Growing up I was an extremely analytical kid. Since I can remember, I've always been logical and rational, attempting to solve my problems with reason. When it came to baseball, especially during my high school years, I had no other choice but to outthink my opponents. In Little League, I was one of the most naturally talented athletes on the field at all times. When I got to high school, however, kids started to grow - and I didn't. Baseball players left and right began passing me up, and I ended up getting cut from my junior varsity high school team.
When you're not one of the best players on the field, it is hard to get coaches to give you much of their attention. I didn't stand out, and coaches hardly paid attention to me. Most of what I learned during high school ball was self-taught through various Youtube informational videos and batting practice thrown by my mother.

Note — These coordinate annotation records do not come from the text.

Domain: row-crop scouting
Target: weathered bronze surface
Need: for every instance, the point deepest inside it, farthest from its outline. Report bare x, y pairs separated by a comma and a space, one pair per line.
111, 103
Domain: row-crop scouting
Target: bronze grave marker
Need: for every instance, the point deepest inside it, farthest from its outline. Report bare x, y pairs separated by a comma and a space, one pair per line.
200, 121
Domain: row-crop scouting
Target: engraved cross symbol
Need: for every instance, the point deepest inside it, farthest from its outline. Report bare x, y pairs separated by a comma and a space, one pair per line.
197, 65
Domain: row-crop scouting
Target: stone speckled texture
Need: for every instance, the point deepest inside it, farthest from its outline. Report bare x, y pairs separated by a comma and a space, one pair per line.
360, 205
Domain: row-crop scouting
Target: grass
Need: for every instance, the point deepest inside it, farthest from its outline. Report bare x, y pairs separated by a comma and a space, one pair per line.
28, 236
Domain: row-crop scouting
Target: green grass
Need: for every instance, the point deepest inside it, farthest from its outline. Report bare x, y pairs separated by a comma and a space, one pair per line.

I took the same mindset with me to college and beyond, using logic to find advantages over every pitcher and coming into every game with a plan. After all, I would've rather been over-prepared than under-prepared. Because of this painstaking process, I greatly reaped the benefits during my later years, making quick adjustments from at-bat to at-bat, increasing my productivity in all facets of the game as a direct result of the hard work I had been putting in over the last decade.
In high school, I was an idiot. After adversity hit, I was forced to become a "genius." So what does that saying mean?
I don't remember who I heard it from. It was kind of just one of those sayings that stuck out to me. It definitely makes sense. Face it: baseball is hard. As a hitter, you're expected to fail 70% of the time. Anything above that is considered well above average. Given this fact, most of us are faced with adversity at the plate over 70% of the time, much of it being self-inflicted given all of the bad at bats we take, all the bad pitches we swing at, and all of the times we get ourselves out by coming up to the plate with a negative mindset. The mental side of the game can weaken even the strongest of minds.
When adversity arrises, there are two ways to respond. You can either be an idiot, or a genius.
An idiot would respond to adversity by not responding. They are simply not smart enough to understand the problem solving process that goes into overcoming an obstacle. Oftentimes, however, the act of not responding helps the idiot avoid shooting himself in the foot by getting in his own head and overthinking himself into a performance funk.
The bigger problem the idiot faces, however, is having no solution if the adversity continues to persist. Sometimes failure requires an adjustment and, when we don't have that adjustment, we succumb to failure.
The genius, on the other hand, chooses the difficult road. They solve their problems with solutions. A genius treats everything as a learning opportunity and longs to become an expert in their craft. When adversity hits and they don't respond the right way, they absorb it, learn from it, and move on.
I don't want to sound vain and proclaim myself a genius, but I certainly wasn't an idiot. Because my talent alone couldn't take my career to where I wanted it to go, I had to be a problem-solver, which helped me learn more about the game and myself as an athlete.
Now on the other side of my career, I'm thankful everyday that I chose not to be an idiot.